Vertex shaders and backface culling

Nick

Veteran
Hi all,

I was wondering how modern GPUs combine vertex shaders and backface culling. Obviously it's very beneficial to perform backface culling as early as possible, but shaders can do much more than just one matrix transform to calculate camera space vertex positions. So is it even possible at all to do backface culling before the vertex shaders? Splitting the shader into a transform and a lighting+texturing part seems one way but involves extra overhead and could have bad worst-case performance. Or are they just using way more advanced tricks?

Just curious...
 
It's not entirely straightforward, because backface culling is performed on triangles, and each vertex might belong to multiple triangles.

You could do backface culling with a list of face normals, and the front view vector transformed into model space. That would require just a single dp3 per triangle. But it's not possible with current APIs, because face normals are not a requirement/not possible.

Splitting the shader is a possibility. You could start with calculating only the clip space position per vertex and writing it to the post-transform vertex cache, along with a flag indicating that further processing is required.
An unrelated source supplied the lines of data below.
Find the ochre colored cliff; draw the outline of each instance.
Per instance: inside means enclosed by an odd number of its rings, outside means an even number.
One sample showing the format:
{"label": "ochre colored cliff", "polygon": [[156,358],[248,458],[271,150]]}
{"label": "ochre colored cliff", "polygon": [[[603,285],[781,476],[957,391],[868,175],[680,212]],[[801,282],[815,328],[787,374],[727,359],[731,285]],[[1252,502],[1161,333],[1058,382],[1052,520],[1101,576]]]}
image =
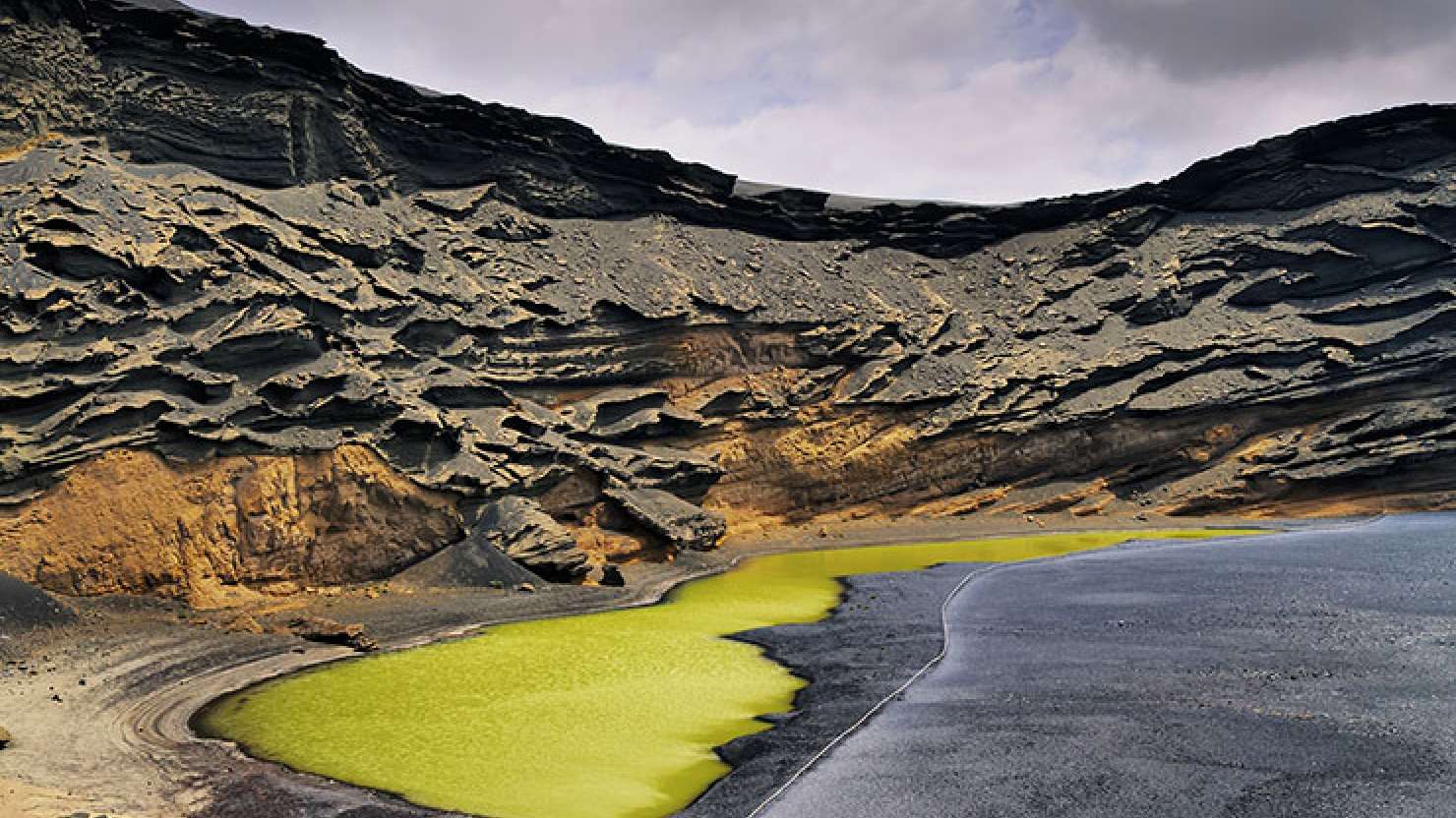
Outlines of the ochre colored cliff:
{"label": "ochre colored cliff", "polygon": [[63,594],[217,604],[389,575],[459,537],[454,498],[358,445],[198,464],[112,450],[0,509],[0,571]]}
{"label": "ochre colored cliff", "polygon": [[367,581],[467,530],[590,579],[725,525],[1456,491],[1452,106],[888,202],[20,0],[0,214],[0,568],[67,592]]}

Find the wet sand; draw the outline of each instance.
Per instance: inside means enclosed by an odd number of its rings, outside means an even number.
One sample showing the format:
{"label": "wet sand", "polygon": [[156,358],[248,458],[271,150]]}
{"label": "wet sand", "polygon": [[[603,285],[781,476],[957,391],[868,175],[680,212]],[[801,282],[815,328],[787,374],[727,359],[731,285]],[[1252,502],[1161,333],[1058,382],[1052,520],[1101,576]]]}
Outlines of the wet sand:
{"label": "wet sand", "polygon": [[[788,530],[773,539],[729,541],[718,552],[687,553],[673,565],[629,566],[628,588],[552,587],[537,594],[440,589],[381,598],[306,600],[301,610],[363,622],[386,649],[397,649],[502,622],[646,604],[678,582],[722,571],[756,553],[1042,530],[1246,524],[1070,517],[1047,517],[1040,523],[1021,518],[860,523],[836,527],[828,536],[820,536],[817,527]],[[36,811],[26,799],[7,795],[10,782],[60,790],[71,799],[66,803],[80,805],[73,811],[114,817],[432,814],[392,796],[248,758],[229,744],[198,739],[188,726],[198,707],[223,693],[348,656],[348,649],[282,635],[227,633],[189,624],[195,614],[176,604],[80,600],[73,605],[80,614],[76,624],[4,633],[10,638],[0,639],[0,661],[26,662],[26,671],[17,671],[16,665],[0,670],[0,726],[16,735],[15,744],[0,751],[0,815],[55,815],[51,803],[58,802],[47,802]],[[910,649],[911,642],[907,640],[903,654],[885,658],[885,672],[914,664],[919,648]],[[725,750],[729,758],[732,753],[734,748]]]}
{"label": "wet sand", "polygon": [[1005,566],[948,622],[945,662],[763,815],[1456,805],[1456,514]]}

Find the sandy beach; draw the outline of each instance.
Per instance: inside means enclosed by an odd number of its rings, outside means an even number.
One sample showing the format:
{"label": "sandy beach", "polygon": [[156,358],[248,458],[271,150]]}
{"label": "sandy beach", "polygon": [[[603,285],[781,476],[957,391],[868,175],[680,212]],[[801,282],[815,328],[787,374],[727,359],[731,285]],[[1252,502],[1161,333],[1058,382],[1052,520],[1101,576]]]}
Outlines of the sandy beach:
{"label": "sandy beach", "polygon": [[[412,589],[306,595],[287,614],[363,623],[383,649],[459,638],[491,624],[651,604],[671,587],[724,571],[747,556],[791,549],[955,540],[1034,531],[1169,525],[1246,525],[1222,520],[1096,520],[1045,517],[974,521],[847,523],[785,530],[689,552],[673,563],[626,569],[626,588],[552,585],[537,592]],[[430,811],[258,761],[227,742],[198,738],[192,715],[224,693],[320,662],[355,655],[282,633],[239,633],[230,611],[192,611],[135,598],[70,600],[71,624],[7,635],[0,642],[0,726],[15,742],[0,751],[0,815],[125,818],[309,815]],[[907,616],[910,613],[907,611]],[[262,617],[261,617],[262,619]],[[913,656],[903,662],[909,667]],[[894,668],[891,668],[893,672]],[[772,735],[772,734],[770,734]],[[725,753],[731,760],[731,748]]]}

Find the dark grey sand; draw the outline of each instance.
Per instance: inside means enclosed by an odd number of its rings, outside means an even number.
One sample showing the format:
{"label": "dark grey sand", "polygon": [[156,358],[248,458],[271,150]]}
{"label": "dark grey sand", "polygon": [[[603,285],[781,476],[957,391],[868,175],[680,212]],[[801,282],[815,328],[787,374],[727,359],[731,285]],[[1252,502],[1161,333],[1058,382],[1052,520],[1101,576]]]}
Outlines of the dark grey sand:
{"label": "dark grey sand", "polygon": [[0,573],[0,636],[76,620],[70,607],[45,591]]}
{"label": "dark grey sand", "polygon": [[948,659],[766,815],[1450,817],[1453,582],[1449,514],[997,569]]}

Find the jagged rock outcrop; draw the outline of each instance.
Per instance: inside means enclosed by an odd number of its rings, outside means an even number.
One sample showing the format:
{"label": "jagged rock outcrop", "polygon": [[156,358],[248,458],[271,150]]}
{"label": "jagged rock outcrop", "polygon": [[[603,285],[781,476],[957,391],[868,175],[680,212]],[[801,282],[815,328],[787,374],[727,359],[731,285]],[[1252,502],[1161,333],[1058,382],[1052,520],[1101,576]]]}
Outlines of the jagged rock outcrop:
{"label": "jagged rock outcrop", "polygon": [[118,448],[0,508],[0,571],[63,594],[210,605],[393,573],[460,533],[454,498],[358,445],[198,463]]}
{"label": "jagged rock outcrop", "polygon": [[529,498],[504,496],[486,505],[470,539],[547,578],[575,579],[591,571],[590,556],[571,531]]}
{"label": "jagged rock outcrop", "polygon": [[[1456,496],[1452,106],[970,207],[751,185],[121,0],[6,3],[0,77],[0,569],[47,587],[376,578],[482,507],[579,576],[719,515]],[[13,546],[118,457],[349,447],[419,511],[347,571],[249,568],[243,523],[183,537],[146,504],[108,512],[125,543],[67,540],[84,563]]]}

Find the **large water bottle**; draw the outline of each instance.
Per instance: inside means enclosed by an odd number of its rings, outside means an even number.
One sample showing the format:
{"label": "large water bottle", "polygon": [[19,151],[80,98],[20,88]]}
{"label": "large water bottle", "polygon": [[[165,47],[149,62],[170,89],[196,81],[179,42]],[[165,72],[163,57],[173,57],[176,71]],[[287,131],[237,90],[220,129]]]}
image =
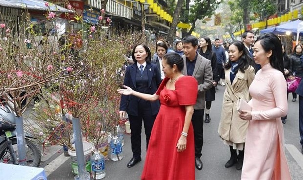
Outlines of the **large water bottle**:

Backface culling (and clipping maybe) then fetches position data of 3 vertices from post-transform cache and determines if the triangle is going to be visible. If so, for each vertex that requires further processing the second part of the vertex shader is calculated, writing more data to the post-transform cache and clearing the flag.

It's a bit more complex, especially regarding scheduling of "second half" vertex tasks, and fetching vertex data from memory. As well as hiding the latency when more processing is required.
 
Last edited by a moderator:
But in reality, they just brute force it, transform all verts, and cull in 2D in the rasterization stage.
 
Thanks for the information! Does the fixed-function pipeline also not perform early backface culling then? Performance is comparable to shaders if I'm not mistaken, but it's a lot easier to implement early backface culling and it would be stupid not to do it.

I just find it hard to believe that they would use the brute-force approach, considering that it potentially optimizes geometry performance by 2x. It also seems best to avoid letting backfacing polygons enter the next stage.
 
Anyone got additional information on this?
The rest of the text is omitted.